We've learned about time, time zones, why we need to use pytz, and how Django handles naive and aware datetimes and time zones. Dealing with pytz all the time can get exhausting. Luckily Django has a handy toolkit, django.utils.timezone, that makes working with pytz a breeze. The functions you'll be using the most are timezone.now() and timezone.make_aware() and timezone.localtime(). What you should do is just read their source code as they are very simple functions. Here's how they work.

timezone.now()

Returns an aware datetime representing the current point in time in UTC. ALWAYS use this when you want to get the current time in a Django application.

timezone.make_aware(naive_dt)

Interprets naive_dt in the current time zone and returns an aware datetime. When you receive naive user input that doesn't pass through a form, use this function to make it aware.

timezone.localtime(aware_dt)

Returns an aware datetime the represents the same absolute point in time as aware_dt, but in the current time zone. If you need to manually convert a datetime for user display, use this function.

Converting a datetime to UTC

django.utils.timezone doesn't offer a shortcut to convert a datetime to UTC. You could implement something like this in your own utils module:

from django.utils import timezone
import pytz

def make_utc(dt):
    if dt.is_naive():
        dt = timezone.make_aware(dt)
    return dt.astimezone(pytz.utc)

And call that before manipulating the datetime.

If you got up to this point, you'll realize it's not that hard dealing with time zones in Django. Whenever you get a naïve datetime, call timezone.make_aware. Whenever you want the current time, call timezone.now. Before doing any time arithmetic, convert the datetime to UTC with dt.astimezone(pytz.utc). If you're passing an aware datetime to the user through Django templates, let Django take care of the conversion to local time implicitly.
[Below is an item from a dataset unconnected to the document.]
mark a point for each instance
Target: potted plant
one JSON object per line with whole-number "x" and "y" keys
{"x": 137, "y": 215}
If you're making a representation of the time that won't be passed through Django templates, use timezone.localtime to convert the timezone to the current timezone before passing the value on.

Conclusion

There you have it. We covered the concept of time, UTC, time zones, looked at the problems in time transitions, how pytz deals with them, and how to manage time zones in Django.

If you encounter problems with a datetime value, remember to start from the basics.

If you don't know the current format or the target format, you need to figure those out before doing anything else.

To minimize these problems, you should convert datetimes to an internal representation as early as possible, and convert back to display format as late as possible. UTC is safe, everything else is not. Django takes care of this for you in most cases, but you need to remember this when receiving input outside views and forms, and writing output outside templates.